Le problème de la guerre d’Irak est que, pour en juger sérieusement, il ne faut pas prendre cette guerre au sérieux tout en sachant que ses conséquences sont, elles, sérieuses —  c’est-à-dire, les souffrances qu’elle engendre, les faiblesses qu’elle met à nu, les conséquences politiques, stratégiques et idéologiques qu’elle suscite. “Ne pas la prendre au sérieux”, c’est voir dans tous ces événements de ces derniers jours la confirmation que ce conflit a été déclenché pour des raisons grotesques par rapport à la réalité de la situation : outre d’être illégale (cf. Koffi Annan), cette guerre était injustifiée, inutile et stupide, et elle est historiquement insensée. Il est normal d’attendre d’elle qu’elle aggrave les problèmes qu’elle était censée résoudre (c’est en cours) et qu’elle crée pour le pays qui l’a déclenchée (l’Amérique) beaucoup, beaucoup plus de problèmes qu’elle ne lui apporte de satisfactions (c’est en cours également).

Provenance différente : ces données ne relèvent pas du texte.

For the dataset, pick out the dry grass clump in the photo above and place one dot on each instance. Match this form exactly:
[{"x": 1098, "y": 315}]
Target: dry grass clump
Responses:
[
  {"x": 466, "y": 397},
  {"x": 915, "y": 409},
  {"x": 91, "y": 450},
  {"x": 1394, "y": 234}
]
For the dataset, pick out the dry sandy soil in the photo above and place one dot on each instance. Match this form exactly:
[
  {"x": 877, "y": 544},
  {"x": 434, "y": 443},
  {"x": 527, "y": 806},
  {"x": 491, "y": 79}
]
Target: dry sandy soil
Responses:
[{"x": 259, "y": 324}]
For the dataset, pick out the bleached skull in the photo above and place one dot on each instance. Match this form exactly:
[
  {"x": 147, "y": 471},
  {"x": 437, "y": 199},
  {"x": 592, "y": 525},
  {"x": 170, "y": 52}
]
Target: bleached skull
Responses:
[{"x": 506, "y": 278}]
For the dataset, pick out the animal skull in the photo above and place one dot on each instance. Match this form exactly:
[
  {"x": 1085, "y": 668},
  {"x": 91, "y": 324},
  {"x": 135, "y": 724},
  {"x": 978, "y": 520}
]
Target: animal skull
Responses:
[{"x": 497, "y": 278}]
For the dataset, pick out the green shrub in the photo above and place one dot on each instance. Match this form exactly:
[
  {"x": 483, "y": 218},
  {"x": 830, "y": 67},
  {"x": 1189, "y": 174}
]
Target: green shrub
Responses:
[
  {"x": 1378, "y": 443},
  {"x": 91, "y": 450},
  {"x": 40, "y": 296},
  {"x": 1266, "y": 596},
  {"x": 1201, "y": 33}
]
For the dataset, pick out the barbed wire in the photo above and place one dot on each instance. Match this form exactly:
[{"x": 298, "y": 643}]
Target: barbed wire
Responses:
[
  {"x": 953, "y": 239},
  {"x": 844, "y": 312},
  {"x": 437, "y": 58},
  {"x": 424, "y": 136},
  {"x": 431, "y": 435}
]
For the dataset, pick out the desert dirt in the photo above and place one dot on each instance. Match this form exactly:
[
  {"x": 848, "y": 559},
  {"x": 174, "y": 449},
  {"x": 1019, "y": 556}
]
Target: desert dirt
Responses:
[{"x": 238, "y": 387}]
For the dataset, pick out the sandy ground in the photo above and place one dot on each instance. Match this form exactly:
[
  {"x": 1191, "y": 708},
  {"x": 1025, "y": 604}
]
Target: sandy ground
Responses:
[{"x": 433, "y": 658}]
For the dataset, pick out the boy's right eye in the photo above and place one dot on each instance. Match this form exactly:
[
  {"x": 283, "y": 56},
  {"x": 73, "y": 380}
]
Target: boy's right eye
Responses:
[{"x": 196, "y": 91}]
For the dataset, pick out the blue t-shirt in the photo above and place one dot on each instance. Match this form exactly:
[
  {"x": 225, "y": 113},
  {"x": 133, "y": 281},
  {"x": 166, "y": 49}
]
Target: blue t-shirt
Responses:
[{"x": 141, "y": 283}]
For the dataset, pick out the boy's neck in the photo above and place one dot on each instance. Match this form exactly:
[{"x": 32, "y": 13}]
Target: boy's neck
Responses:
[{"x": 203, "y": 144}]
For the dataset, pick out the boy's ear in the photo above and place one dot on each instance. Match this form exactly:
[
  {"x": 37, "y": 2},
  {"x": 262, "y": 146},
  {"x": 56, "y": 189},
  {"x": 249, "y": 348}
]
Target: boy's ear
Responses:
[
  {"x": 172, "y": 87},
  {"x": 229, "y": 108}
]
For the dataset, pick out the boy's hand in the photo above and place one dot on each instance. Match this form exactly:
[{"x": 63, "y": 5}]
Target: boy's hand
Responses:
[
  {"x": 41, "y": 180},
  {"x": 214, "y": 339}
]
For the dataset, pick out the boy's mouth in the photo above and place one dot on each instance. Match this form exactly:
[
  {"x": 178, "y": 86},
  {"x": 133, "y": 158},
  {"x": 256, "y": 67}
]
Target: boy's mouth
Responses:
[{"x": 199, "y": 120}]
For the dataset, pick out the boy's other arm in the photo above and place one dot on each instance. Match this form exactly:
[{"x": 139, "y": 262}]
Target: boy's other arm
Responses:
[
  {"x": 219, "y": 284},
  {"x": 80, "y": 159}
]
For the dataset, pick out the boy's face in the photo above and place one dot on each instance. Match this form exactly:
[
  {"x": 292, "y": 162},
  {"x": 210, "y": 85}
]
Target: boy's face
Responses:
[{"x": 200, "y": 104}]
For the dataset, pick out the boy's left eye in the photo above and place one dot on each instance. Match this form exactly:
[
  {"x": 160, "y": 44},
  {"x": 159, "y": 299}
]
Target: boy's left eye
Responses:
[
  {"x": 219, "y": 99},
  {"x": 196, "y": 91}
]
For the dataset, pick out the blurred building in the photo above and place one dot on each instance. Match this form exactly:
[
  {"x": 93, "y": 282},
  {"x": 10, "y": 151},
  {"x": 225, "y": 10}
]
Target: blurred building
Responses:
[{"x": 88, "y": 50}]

Toutes ces révélations ont été présentées comme un coup très dur porté à Bush pour sa réélection. C’est à voir. L’Amérique est si totalement isolée, son opinion est si complètement faite par rapport à des perceptions uniquement internes, à la fois pour et contre GW Bush, qu’il est possible que l’impact soit beaucoup moindre qu’on ne le prévoit. Cette campagne électorale, autant que le jugement politique des Américains aujourd’hui, est basée sur une montagne de mensonges qui sont moins destinés à tromper qu’à satisfaire les uns et les autres en les confortant dans le seul but qui importe aux USA et aux Américains : entretenir le mythe absolu de la vertu américaine. On est conforté dans cette analyse, sans partager pour autant la surprise de Rupert Cornwell, de The Independent (mais en partageant son scepticisme sur les effets des déclarations de Rumsfeld), quand on lit le dernier paragraphe de son article :


« Whether Mr Rumsfeld's candour will change the way the country thinks is another matter. A CNN/Gallup poll has found that 42 per cent of Americans still believe that the former Iraqi leader was involved in the attacks, and an astonishing 32 per cent that Saddam had planned them in person. »


Reste un mini-mystère, pour ceux que cela intéresse : pourquoi des gens comme Rumsfeld et Bremer parlent-ils comme ils le font, — d’ailleurs en se rétractant plus ou moins ensuite ? Réponses simples, au choix ou additionnées : parce qu’ils ne savent pas tenir leur langue, parce que cet amoncellement de mensonges est épuisant à porter, parce qu’ils veulent tirer leur épingle du jeu devant l’évidence historique, parce que les affrontements internes dans l'administration s'aggravent et ainsi de suite ; en ajoutant tout de même la plus impérative des raisons, dite crûment parce qu’à ce niveau d’évidence il importe d’être brutal : parce que le gouvernement des Etats-Unis est, aujourd’hui, un bordel incontrôlable.